If you are unfamiliar with object-oriented programming, it is likely that at this point you start feeling nervous about this form of data encapsulation and the apparent loss of control over the details of the program workflow. If you stay focused, you will however progressively understand that the behind-the-scene action is simple enough and by no means hidden from the understanding of the programmer. Instead, object-oriented mechanisms make it easier to keep control over a structured and well understood course of action. The principles and mechanisms of the MultiBlockLatticeXD are presented and trained in the Tutorial 2. In particular, Tutorial 2.1 shows that the MultiBlockLatticeXDcould in practice be replaced by an AtomicBlockLatticeXD, which stands for a simple regular array, and you should feel free to go ahead and do so. Be aware though that there are in practice only disadvantages in making this substitution, as one loses for example the possibility to parallelize the program. On the other hand, it has however been observed that the use of the simple AtomicBlockLatticeXD can help overcome psychological barriers by providing a sense of control in a first stage of gaining familiarity with Palabos.

Tutorial 1.2: Initializing the lattice

In the previous lesson, the initial condition was created by assigning a constant value of density and velocity to domains of rectangular shape. A more detailed initialization of lattice cells is obtained by writing functions in which a different value of density and velocity is attributed to each cell. This is illustrated in the tutorial code 1.2, tutorial_1_2.cpp. To compile this code, edit the file Makefile, and replace tutorial_1_1 by tutorial_1_2 in the corresponding line.

The relevant parts of the code tutorial_1_2.cpp are listed below:

1. const plint maxIter = 1000; // Iterate during 1000 steps.

2. const plint nx = 600; // Choice of lattice dimensions.

3. const plint ny = 600;

4. const T omega = 1.; // Choice of the relaxation parameter

5.

6. T rho0 = 1.; // All cells have initially density rho ...

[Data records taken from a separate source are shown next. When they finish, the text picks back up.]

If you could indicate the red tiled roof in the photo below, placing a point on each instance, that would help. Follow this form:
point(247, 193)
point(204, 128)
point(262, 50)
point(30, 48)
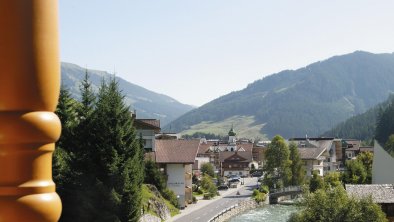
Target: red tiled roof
point(176, 151)
point(226, 154)
point(150, 156)
point(204, 147)
point(310, 153)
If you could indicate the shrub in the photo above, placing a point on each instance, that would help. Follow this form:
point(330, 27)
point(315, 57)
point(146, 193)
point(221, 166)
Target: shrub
point(170, 196)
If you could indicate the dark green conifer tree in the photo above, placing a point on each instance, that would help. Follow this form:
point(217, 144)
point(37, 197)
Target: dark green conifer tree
point(118, 156)
point(277, 167)
point(296, 166)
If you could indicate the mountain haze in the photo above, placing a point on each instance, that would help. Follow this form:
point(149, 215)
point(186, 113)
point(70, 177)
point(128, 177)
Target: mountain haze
point(148, 104)
point(309, 100)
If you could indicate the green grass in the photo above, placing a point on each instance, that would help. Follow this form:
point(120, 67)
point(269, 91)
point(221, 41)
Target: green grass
point(147, 194)
point(244, 127)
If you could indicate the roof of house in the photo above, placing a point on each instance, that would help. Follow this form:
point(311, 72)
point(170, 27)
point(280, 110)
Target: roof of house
point(176, 151)
point(150, 156)
point(204, 147)
point(226, 155)
point(351, 143)
point(311, 153)
point(381, 193)
point(147, 124)
point(314, 148)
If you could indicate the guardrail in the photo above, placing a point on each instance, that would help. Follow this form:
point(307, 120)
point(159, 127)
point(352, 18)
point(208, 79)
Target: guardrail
point(222, 213)
point(286, 189)
point(225, 214)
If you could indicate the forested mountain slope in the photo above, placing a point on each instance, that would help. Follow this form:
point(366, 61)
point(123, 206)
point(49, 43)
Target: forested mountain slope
point(361, 126)
point(310, 100)
point(148, 104)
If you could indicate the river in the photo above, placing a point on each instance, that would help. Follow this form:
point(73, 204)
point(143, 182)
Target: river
point(269, 213)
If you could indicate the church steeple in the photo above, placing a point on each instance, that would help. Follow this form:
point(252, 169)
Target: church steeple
point(231, 132)
point(231, 136)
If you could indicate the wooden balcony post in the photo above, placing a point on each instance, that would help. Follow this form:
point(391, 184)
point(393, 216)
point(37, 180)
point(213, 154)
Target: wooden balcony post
point(29, 90)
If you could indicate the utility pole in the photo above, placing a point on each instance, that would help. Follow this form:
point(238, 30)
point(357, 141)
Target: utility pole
point(29, 90)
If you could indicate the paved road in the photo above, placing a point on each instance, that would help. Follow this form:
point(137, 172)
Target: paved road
point(216, 206)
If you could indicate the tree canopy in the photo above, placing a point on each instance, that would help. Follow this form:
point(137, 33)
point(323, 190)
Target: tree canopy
point(277, 167)
point(98, 163)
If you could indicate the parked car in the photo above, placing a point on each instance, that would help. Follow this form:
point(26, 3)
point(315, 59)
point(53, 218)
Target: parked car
point(257, 174)
point(223, 187)
point(235, 177)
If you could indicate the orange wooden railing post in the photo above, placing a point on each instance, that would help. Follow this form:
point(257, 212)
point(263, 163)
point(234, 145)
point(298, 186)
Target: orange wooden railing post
point(29, 90)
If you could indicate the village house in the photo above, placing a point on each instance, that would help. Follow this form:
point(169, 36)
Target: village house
point(175, 159)
point(235, 163)
point(147, 129)
point(218, 153)
point(382, 166)
point(318, 154)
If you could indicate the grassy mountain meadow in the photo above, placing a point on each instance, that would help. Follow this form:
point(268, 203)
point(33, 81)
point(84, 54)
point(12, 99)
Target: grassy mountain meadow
point(148, 104)
point(361, 126)
point(309, 100)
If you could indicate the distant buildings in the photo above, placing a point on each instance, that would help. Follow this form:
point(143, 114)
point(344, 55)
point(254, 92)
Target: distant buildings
point(147, 129)
point(175, 158)
point(318, 154)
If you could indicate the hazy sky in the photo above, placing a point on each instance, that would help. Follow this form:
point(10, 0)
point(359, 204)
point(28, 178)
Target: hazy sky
point(196, 51)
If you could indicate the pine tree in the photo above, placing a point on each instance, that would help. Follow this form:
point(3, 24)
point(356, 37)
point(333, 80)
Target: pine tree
point(64, 173)
point(296, 167)
point(118, 155)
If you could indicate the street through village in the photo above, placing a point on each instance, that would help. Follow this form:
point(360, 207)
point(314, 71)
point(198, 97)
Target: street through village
point(204, 210)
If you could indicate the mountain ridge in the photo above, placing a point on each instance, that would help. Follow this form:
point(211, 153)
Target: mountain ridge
point(309, 100)
point(147, 103)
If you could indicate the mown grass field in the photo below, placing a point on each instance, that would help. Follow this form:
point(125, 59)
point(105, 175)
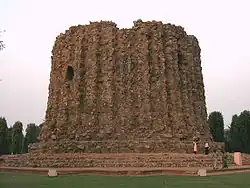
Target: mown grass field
point(17, 180)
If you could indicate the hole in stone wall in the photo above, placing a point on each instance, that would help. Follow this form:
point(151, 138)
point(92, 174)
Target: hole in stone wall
point(69, 73)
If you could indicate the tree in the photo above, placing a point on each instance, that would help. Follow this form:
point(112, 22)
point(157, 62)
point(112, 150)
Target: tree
point(17, 138)
point(32, 132)
point(9, 140)
point(3, 136)
point(216, 124)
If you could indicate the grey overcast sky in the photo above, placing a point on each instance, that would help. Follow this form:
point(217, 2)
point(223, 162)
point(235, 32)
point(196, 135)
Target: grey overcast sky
point(221, 26)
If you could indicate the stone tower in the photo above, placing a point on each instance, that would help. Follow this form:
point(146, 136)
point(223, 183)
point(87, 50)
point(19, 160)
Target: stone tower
point(125, 90)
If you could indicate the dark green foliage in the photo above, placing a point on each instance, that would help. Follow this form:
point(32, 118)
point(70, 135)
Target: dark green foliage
point(32, 132)
point(225, 160)
point(3, 136)
point(9, 140)
point(17, 138)
point(216, 124)
point(240, 132)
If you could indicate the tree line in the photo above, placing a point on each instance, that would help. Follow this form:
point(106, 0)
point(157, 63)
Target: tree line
point(236, 136)
point(12, 139)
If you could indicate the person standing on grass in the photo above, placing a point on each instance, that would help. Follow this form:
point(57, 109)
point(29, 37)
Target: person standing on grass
point(195, 147)
point(206, 148)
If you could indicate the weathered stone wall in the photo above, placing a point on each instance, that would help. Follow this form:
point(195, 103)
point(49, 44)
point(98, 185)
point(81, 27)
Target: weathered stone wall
point(143, 83)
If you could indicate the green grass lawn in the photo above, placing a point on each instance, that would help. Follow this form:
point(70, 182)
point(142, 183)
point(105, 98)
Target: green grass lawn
point(17, 180)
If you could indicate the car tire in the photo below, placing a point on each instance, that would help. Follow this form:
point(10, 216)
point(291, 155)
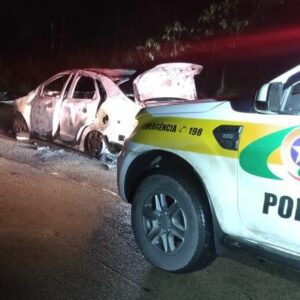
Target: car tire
point(172, 223)
point(94, 144)
point(19, 125)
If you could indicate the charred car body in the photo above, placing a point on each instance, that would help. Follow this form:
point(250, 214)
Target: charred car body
point(87, 109)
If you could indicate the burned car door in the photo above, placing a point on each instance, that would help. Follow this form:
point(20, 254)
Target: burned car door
point(45, 106)
point(79, 108)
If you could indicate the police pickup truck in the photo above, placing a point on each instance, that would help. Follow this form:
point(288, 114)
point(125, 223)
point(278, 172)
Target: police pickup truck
point(201, 175)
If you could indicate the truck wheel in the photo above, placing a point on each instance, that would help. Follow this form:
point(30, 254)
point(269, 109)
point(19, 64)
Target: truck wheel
point(172, 223)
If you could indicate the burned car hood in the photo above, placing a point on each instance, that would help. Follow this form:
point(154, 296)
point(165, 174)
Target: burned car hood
point(170, 80)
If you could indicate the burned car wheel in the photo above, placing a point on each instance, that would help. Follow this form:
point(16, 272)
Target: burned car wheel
point(19, 125)
point(94, 144)
point(171, 224)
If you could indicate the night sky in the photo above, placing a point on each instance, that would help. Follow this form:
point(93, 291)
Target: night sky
point(39, 38)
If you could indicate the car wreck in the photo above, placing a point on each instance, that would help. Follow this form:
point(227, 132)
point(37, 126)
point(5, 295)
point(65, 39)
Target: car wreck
point(88, 109)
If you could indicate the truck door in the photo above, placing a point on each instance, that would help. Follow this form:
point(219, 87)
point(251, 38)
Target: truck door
point(268, 180)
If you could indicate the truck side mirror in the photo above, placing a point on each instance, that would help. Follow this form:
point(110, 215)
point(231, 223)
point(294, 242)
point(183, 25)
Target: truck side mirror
point(269, 97)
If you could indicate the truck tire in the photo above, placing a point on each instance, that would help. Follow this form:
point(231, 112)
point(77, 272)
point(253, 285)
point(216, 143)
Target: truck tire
point(172, 223)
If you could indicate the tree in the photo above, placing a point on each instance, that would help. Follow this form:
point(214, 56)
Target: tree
point(219, 19)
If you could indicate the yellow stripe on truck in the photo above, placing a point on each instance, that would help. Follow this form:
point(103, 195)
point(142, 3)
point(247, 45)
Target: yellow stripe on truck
point(194, 135)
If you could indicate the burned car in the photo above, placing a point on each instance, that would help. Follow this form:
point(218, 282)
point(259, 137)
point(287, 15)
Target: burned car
point(87, 109)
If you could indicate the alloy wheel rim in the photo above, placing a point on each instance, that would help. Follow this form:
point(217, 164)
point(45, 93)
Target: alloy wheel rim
point(164, 223)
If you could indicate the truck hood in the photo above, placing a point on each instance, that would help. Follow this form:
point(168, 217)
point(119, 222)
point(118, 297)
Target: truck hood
point(170, 80)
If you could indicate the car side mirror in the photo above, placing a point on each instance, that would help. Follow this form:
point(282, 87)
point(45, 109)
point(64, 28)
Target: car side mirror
point(269, 97)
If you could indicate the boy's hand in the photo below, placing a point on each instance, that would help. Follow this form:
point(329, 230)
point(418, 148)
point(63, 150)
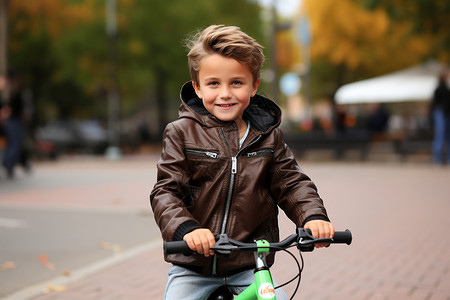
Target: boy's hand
point(320, 230)
point(200, 241)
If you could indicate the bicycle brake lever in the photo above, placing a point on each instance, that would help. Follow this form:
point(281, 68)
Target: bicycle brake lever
point(223, 245)
point(306, 241)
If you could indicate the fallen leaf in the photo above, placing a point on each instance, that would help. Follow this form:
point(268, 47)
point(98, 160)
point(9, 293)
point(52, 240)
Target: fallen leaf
point(55, 288)
point(45, 263)
point(7, 265)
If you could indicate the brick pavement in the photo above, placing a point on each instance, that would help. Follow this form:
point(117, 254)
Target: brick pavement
point(398, 217)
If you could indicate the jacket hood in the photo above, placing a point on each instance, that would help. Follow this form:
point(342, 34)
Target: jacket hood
point(262, 112)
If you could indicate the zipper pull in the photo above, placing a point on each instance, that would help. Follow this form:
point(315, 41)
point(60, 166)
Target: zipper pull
point(233, 165)
point(211, 154)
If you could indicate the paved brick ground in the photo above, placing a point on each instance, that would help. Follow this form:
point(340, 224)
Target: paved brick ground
point(398, 214)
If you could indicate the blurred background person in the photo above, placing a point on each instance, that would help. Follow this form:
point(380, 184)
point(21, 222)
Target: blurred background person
point(440, 113)
point(11, 116)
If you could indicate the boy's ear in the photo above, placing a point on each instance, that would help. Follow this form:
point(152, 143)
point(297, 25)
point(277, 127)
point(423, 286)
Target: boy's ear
point(197, 90)
point(255, 87)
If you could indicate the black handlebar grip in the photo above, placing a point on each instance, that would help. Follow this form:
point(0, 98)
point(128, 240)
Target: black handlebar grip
point(343, 237)
point(177, 247)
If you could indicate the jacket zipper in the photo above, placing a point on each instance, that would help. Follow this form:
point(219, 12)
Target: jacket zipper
point(203, 153)
point(230, 189)
point(259, 152)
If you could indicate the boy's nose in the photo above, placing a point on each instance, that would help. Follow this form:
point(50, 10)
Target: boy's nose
point(225, 93)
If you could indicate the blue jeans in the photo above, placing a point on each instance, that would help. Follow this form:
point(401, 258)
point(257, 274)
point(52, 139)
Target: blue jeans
point(189, 285)
point(441, 136)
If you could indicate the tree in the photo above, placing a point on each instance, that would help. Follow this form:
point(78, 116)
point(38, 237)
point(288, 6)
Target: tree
point(429, 18)
point(353, 42)
point(62, 45)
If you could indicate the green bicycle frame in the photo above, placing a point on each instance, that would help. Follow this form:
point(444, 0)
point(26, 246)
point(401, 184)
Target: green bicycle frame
point(262, 288)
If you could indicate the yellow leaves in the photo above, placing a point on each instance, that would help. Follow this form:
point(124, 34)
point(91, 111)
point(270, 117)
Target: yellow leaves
point(345, 33)
point(51, 16)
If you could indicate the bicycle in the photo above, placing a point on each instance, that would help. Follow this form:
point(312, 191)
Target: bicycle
point(262, 288)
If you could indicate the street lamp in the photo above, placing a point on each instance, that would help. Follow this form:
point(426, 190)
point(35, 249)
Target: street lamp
point(113, 151)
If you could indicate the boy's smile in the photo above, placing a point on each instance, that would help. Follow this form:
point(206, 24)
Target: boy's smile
point(225, 86)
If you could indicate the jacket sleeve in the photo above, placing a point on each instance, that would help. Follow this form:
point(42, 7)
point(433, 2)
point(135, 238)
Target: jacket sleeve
point(170, 192)
point(296, 193)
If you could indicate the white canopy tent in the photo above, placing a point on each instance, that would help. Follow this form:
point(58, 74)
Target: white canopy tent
point(409, 85)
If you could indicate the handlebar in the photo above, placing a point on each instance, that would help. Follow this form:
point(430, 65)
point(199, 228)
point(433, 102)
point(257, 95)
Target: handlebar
point(303, 239)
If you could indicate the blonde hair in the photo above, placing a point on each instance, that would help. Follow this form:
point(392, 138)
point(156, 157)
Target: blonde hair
point(228, 41)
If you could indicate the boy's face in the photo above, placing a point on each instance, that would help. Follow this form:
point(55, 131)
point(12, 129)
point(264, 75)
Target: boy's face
point(225, 86)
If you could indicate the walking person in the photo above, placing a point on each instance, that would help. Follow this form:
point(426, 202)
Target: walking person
point(440, 112)
point(11, 116)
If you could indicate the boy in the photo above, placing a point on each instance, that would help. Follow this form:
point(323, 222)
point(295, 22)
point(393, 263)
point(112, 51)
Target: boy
point(225, 168)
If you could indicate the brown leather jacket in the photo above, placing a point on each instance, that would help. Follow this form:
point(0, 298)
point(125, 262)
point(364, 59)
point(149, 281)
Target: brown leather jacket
point(206, 181)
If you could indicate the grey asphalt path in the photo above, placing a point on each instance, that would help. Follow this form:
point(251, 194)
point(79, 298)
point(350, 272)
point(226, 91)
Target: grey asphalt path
point(398, 214)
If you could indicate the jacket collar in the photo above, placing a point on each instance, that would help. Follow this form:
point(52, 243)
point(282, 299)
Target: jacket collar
point(263, 113)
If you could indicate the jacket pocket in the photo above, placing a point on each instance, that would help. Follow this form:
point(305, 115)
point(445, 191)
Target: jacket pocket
point(260, 152)
point(200, 153)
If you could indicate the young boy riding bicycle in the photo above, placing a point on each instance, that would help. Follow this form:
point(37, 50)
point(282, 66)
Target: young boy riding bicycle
point(225, 168)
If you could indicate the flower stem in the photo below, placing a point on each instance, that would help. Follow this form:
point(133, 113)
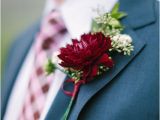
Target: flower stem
point(75, 92)
point(66, 114)
point(62, 70)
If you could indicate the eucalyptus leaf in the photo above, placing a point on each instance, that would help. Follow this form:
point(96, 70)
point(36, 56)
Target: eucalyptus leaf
point(115, 8)
point(119, 15)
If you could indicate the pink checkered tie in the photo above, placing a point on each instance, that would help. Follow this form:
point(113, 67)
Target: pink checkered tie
point(47, 41)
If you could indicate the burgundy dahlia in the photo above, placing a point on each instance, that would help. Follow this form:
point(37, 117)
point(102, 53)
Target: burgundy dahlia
point(87, 54)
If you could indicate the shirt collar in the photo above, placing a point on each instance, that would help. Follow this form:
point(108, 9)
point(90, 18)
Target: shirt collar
point(78, 14)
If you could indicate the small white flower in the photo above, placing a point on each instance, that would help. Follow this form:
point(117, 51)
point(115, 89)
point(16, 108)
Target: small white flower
point(55, 58)
point(122, 43)
point(123, 39)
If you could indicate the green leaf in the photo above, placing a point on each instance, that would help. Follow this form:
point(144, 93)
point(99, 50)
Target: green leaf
point(115, 8)
point(119, 15)
point(50, 67)
point(94, 26)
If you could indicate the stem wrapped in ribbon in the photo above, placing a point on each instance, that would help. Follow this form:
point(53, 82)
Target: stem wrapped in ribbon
point(72, 94)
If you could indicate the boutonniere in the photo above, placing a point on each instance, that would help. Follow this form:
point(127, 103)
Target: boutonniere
point(91, 55)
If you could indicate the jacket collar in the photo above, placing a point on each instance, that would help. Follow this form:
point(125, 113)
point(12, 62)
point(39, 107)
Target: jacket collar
point(140, 12)
point(137, 17)
point(16, 58)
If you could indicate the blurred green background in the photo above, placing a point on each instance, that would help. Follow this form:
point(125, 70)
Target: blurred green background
point(16, 16)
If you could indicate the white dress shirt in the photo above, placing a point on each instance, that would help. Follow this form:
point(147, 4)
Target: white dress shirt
point(78, 21)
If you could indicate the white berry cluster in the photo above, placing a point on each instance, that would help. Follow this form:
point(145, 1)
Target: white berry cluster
point(122, 43)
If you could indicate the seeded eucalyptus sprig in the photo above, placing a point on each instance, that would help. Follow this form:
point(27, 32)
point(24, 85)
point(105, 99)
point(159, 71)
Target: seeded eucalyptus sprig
point(109, 23)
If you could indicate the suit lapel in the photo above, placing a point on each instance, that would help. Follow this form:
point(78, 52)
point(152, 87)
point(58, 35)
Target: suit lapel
point(89, 90)
point(16, 58)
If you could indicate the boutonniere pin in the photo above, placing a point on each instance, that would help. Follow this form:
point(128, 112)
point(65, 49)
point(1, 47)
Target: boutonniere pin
point(91, 55)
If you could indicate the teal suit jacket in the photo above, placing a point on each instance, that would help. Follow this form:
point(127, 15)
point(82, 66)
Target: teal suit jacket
point(129, 91)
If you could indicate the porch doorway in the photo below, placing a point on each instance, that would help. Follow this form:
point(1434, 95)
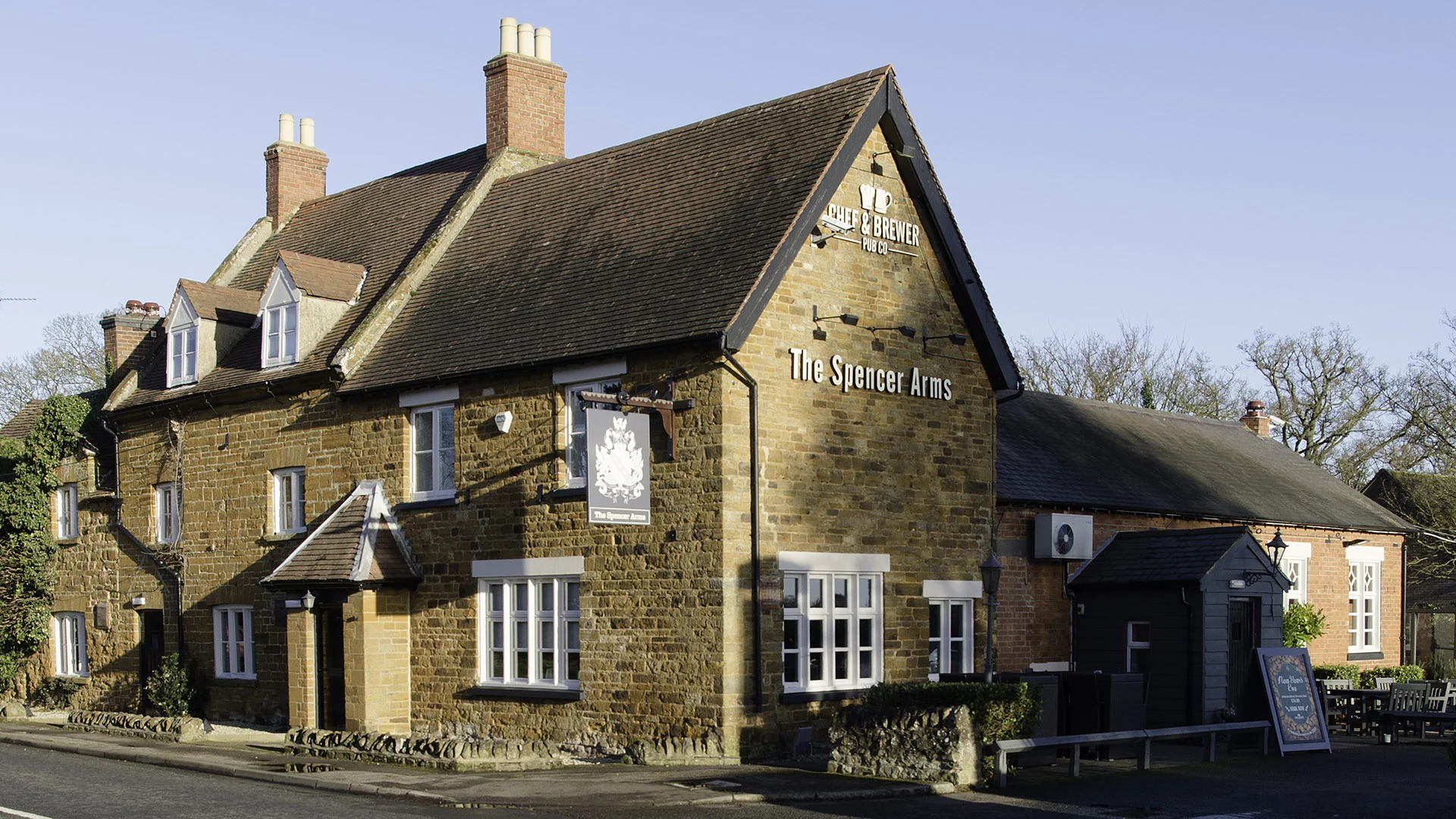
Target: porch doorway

7. // .. except for those inside the disk which have density

8. // rho+deltaRho

9. T deltaRho = 1.e-4;

10. Array<T,2> u0(0,0);

11.

12. void initializeConstRho(plint iX, plint iY, T& rho, Array<T,2>& u) {

13. u = u0;

14. rho = rho0 + deltaRho;

15. }

16.

17. void initializeRhoOnDisk(plint iX, plint iY, T& rho, Array<T,2>& u) {

18. plint radius = nx/6;

19. plint centerX = nx/3;

20. plint centerY = ny/4;

21. u = u0;

22. if( (iX-centerX)*(iX-centerX) + (iY-centerY)*(iY-centerY) < radius*radius) {

23. rho = rho0 + deltaRho;

24. }

25. else {

26. rho = rho0;

27. }

28. }

29.

30. // Initialize the lattice at zero velocity and constant density, except

31. // for a slight density excess on a circular sub-domain.

32. void defineInitialDensityAtCenter(MultiBlockLattice2D<T,DESCRIPTOR>& lattice)

33. {

34. // Initialize constant density everywhere.

35. initializeAtEquilibrium (

36. lattice, lattice.getBoundingBox(), rho0, u0 );

37.

38. // And slightly higher density in the central box.

39. initializeAtEquilibrium (

40. lattice, lattice.getBoundingBox(), initializeRhoOnDisk );

41.

42. lattice.initialize();

43. }

Line 12The function initializeConstRho can be used to obtain exactly the same effect as in the previous lesson: assign a constant density to each cell of a sub-domain.Line 17The function initializeRhoOnDisk on the other hand attributes a different density only to cells contained inside a disk. The initial condition is therefore more natural, having a circular instead of a rectangular shape.Line 39This time, the function initializeAtEquilibrium is called with the function initializeRhoOnDisk as an argument, instead of a constant value of density and velocity. More generally, the function initializeAtEquilibrium behaves like an algorithm of the C++ standard template library. It’s argument can be a functional in the general sense, i.e. either a classical function or an object which behaves like a function by overloading the function call operator. The advantage of using an object instead of a function is that objects can store internal data and can therefore have a customized behavior. In such a case, the function initializeRhoOnDisk could for example be customized with respect to the center and radius of the disk. The usage of such a function object is illustrated in the tutorial code 1.4.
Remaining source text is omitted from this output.